This work was supported by the Youth Scholars Fund of Beijing Technology and Business University (Grant No. PXM2018_014213_000033) and National Natural Science Foundation of China (Grant No. 61973329). The authors would like to thank Professor Lei GUO from Academy of Mathematics and Systems Science, Chinese Academy of Sciences, for valuable discussion on PID control of nonlinear stochastic systems.

### Supplement

Appendix

Definition A1 (17) . Let $(\Omega,~\mathcal{F},P)$ be a probability space. A filtration is a family of $\sigma$-algebra $\{\mathcal{F}_t\}_{t\geq~0}$ satisfying $\mathcal{F}_{t}\subset~\mathcal{F}_{s}\subset~\mathcal{F}$ for all $0\leq~t<s<\infty$. The filtration is considered to be right continuous if $\mathcal{F}_{t}=\bigcap_{s>t}\mathcal{F}_{s}$ for all $t\geq~0$. When the probability space is complete, the filtration is considered to satisfy the usual conditions if it is right continuous and $\mathcal{F}_{0}$ contains all $P$-null sets.

We consider the following stochastic system: \begin{equation*} \text{d}x(t)=f(x(t),t)\text{d}t+\sigma(x(t),t)\text{d}B(t), \eqno \text{(A1)}\end{equation*} where $x~\in~\mathbb{R}^{n}$ is the state of the system, $f~\in~\mathbb{R}^{n}$, $\sigma~\in~\mathbb{R}^{n}$, and $B(t)$ is (standard one-dimensional) Brownian motion. The $f$ term is referred to as a drift or vector field, and the noise term $\sigma~\text{d}B({t})$ is an uncertainty model. The uncertainty of this model could be caused by external random influences or by fluctuating coefficients and parameters in a mathematical model.
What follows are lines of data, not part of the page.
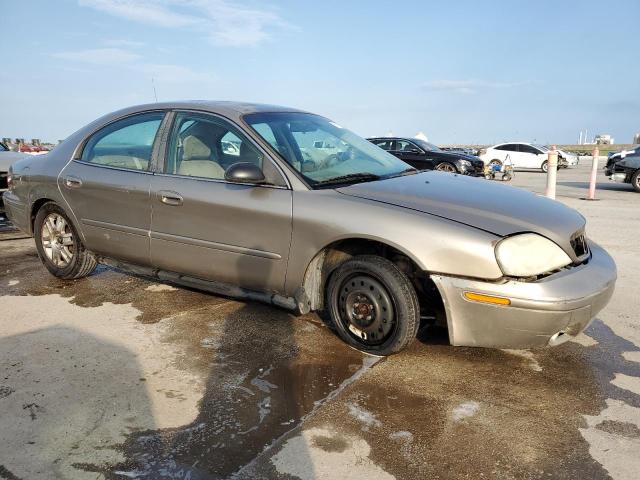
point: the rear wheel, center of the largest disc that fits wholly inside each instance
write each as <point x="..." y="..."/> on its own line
<point x="373" y="305"/>
<point x="635" y="181"/>
<point x="446" y="167"/>
<point x="59" y="245"/>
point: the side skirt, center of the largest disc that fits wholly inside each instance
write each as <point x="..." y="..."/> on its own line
<point x="218" y="288"/>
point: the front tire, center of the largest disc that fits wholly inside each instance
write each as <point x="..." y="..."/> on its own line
<point x="373" y="305"/>
<point x="635" y="181"/>
<point x="59" y="246"/>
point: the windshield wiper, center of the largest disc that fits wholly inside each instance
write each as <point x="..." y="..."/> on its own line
<point x="350" y="178"/>
<point x="408" y="171"/>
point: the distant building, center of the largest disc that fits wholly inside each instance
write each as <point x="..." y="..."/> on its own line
<point x="604" y="140"/>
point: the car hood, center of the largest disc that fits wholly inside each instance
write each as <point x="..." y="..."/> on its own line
<point x="492" y="207"/>
<point x="9" y="158"/>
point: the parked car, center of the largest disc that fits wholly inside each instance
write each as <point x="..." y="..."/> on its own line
<point x="623" y="153"/>
<point x="346" y="228"/>
<point x="7" y="157"/>
<point x="565" y="159"/>
<point x="521" y="155"/>
<point x="426" y="156"/>
<point x="625" y="169"/>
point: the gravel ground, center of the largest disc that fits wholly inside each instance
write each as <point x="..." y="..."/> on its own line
<point x="116" y="376"/>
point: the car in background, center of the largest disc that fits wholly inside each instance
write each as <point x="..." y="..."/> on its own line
<point x="521" y="155"/>
<point x="622" y="154"/>
<point x="468" y="151"/>
<point x="7" y="158"/>
<point x="426" y="156"/>
<point x="625" y="169"/>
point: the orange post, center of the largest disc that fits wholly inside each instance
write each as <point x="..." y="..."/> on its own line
<point x="594" y="173"/>
<point x="552" y="172"/>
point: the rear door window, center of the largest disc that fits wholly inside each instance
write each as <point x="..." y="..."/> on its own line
<point x="126" y="143"/>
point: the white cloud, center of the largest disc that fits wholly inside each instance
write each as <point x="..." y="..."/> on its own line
<point x="222" y="22"/>
<point x="466" y="86"/>
<point x="121" y="58"/>
<point x="151" y="12"/>
<point x="99" y="56"/>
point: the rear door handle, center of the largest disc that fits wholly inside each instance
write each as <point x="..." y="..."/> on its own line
<point x="72" y="182"/>
<point x="170" y="198"/>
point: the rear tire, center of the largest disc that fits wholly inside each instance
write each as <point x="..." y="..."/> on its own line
<point x="59" y="246"/>
<point x="635" y="181"/>
<point x="373" y="305"/>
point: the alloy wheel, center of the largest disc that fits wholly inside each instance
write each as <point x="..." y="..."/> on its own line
<point x="57" y="240"/>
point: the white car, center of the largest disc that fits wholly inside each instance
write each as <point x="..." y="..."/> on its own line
<point x="567" y="159"/>
<point x="520" y="154"/>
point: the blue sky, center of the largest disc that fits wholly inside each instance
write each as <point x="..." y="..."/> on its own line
<point x="460" y="71"/>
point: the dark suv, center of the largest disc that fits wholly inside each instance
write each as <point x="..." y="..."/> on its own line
<point x="426" y="156"/>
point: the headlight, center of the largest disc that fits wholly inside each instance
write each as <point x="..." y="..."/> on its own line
<point x="529" y="254"/>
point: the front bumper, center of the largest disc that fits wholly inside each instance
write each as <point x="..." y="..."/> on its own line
<point x="546" y="312"/>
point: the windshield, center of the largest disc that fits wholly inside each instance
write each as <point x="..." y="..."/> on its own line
<point x="429" y="147"/>
<point x="323" y="152"/>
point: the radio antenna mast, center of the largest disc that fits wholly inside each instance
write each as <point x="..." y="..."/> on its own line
<point x="153" y="84"/>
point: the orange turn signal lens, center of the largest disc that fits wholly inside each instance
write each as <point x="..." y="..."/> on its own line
<point x="478" y="297"/>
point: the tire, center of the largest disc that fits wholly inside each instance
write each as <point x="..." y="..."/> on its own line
<point x="373" y="305"/>
<point x="446" y="167"/>
<point x="545" y="166"/>
<point x="635" y="181"/>
<point x="59" y="246"/>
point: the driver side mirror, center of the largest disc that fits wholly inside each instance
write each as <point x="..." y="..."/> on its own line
<point x="244" y="172"/>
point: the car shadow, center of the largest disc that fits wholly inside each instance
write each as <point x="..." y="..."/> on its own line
<point x="614" y="187"/>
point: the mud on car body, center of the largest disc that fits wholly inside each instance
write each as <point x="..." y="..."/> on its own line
<point x="308" y="216"/>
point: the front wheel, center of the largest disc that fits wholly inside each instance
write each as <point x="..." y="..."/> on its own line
<point x="373" y="305"/>
<point x="635" y="181"/>
<point x="59" y="246"/>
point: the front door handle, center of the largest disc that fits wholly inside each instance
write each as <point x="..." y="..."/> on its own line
<point x="72" y="182"/>
<point x="170" y="198"/>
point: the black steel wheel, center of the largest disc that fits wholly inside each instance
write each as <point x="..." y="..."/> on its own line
<point x="373" y="305"/>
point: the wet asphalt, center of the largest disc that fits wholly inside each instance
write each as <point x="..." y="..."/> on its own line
<point x="117" y="376"/>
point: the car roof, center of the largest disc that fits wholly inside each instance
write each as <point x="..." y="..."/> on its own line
<point x="511" y="143"/>
<point x="225" y="108"/>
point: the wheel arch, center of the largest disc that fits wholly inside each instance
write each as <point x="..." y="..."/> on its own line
<point x="311" y="296"/>
<point x="37" y="205"/>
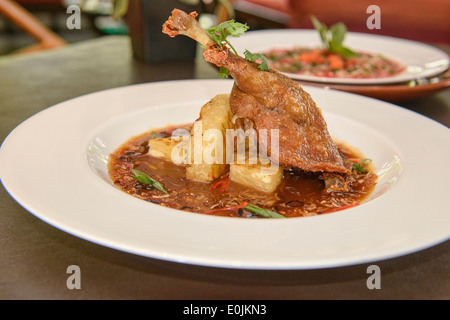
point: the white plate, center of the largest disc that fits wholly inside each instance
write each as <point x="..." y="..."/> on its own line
<point x="421" y="60"/>
<point x="54" y="165"/>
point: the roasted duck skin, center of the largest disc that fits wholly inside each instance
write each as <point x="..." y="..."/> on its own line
<point x="270" y="100"/>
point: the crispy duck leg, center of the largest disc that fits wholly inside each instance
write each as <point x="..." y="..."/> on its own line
<point x="270" y="100"/>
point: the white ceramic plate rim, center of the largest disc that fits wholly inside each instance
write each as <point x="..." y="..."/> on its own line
<point x="53" y="180"/>
<point x="409" y="53"/>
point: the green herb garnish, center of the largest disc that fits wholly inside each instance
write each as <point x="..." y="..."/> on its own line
<point x="219" y="35"/>
<point x="258" y="58"/>
<point x="333" y="38"/>
<point x="358" y="164"/>
<point x="262" y="212"/>
<point x="145" y="179"/>
<point x="232" y="28"/>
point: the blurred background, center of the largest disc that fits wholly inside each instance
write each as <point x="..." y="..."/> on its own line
<point x="33" y="25"/>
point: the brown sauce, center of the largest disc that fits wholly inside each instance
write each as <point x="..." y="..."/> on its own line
<point x="299" y="194"/>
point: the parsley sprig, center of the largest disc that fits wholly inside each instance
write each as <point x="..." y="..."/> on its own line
<point x="145" y="179"/>
<point x="333" y="38"/>
<point x="221" y="32"/>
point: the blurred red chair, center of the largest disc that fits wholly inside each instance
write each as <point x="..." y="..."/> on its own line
<point x="28" y="23"/>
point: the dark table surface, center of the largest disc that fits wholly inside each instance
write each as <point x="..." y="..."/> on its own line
<point x="34" y="255"/>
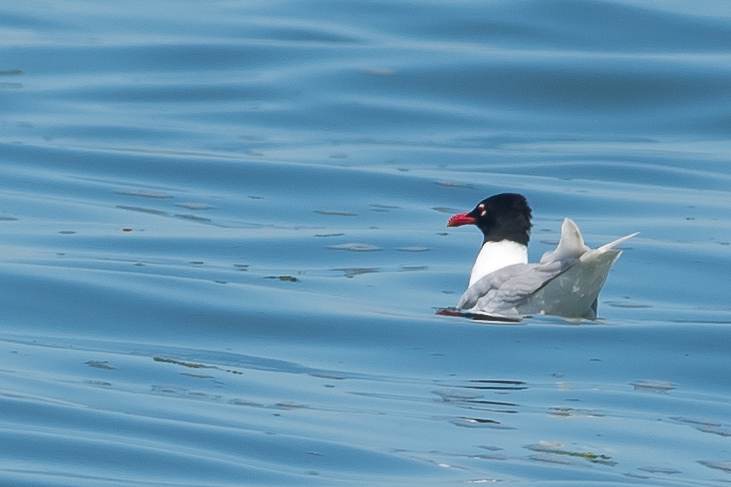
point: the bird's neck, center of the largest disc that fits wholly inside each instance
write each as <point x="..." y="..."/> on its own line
<point x="496" y="255"/>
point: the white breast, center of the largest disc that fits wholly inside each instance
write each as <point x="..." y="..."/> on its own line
<point x="496" y="255"/>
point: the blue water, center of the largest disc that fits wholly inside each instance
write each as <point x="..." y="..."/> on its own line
<point x="223" y="242"/>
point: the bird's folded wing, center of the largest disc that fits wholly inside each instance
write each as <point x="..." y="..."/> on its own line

The $\sigma$ function is referred to as a diffusion coefficient.

Itô's formula 17 . We denote $C^{2,1}(\mathbb{R}^n\times\mathbb{R}^{+},\mathbb{R}^{+})$ as the space of all nonnegative functions $V(x,t)$ defined on $\mathbb{R}^n\times\mathbb{R}^{+}$ that are continuously twice differentiable in $x$ and once in $t$. We define the differential operator ${L}$ associated with (A1) as follows: $${L}=\frac{\partial}{\partial t}+\sum\limits_{i = 1}^n {f_{i}(x,t)\frac{\partial}{\partial x_{i}}}+\frac{1}{2} \sum\limits_{i,j = 1}^n [\sigma(x,t)\sigma^{\text{T}}(x,t)]_{ij} \frac{\partial^{2}}{\partial x_{i}\partial x_{j}}.$$ If ${L}$ acts on function $V~\in~C^{2,1}(\mathbb{R}^n\times\mathbb{R}^{+},\mathbb{R}^{+})$, then $${L}V(x,t)=\frac{\partial V}{\partial t}(x,t)+f^{\text{T}}\triangledown V(x,t)+\frac{1}{2}\text{Tr}[\sigma\sigma ^{\text{T}}{H}(V)](x,t).$$ By Itô's formula, we can obtain $$\text{d}V(x(t),t)={L}V(x,t)\text{d}t+(\triangledown V(x(t),t))^{\text{T}}\sigma(x(t),t)\text{d}B(t),$$ where $\triangledown~V$ is the gradient of $V$, ${H}(V)=V_{x_{i}x_{j}}$ is the $n~\times~n$ Hessian matrix of $V$, and $\text{Tr}(A)$ denotes the trace of a matrix $A$.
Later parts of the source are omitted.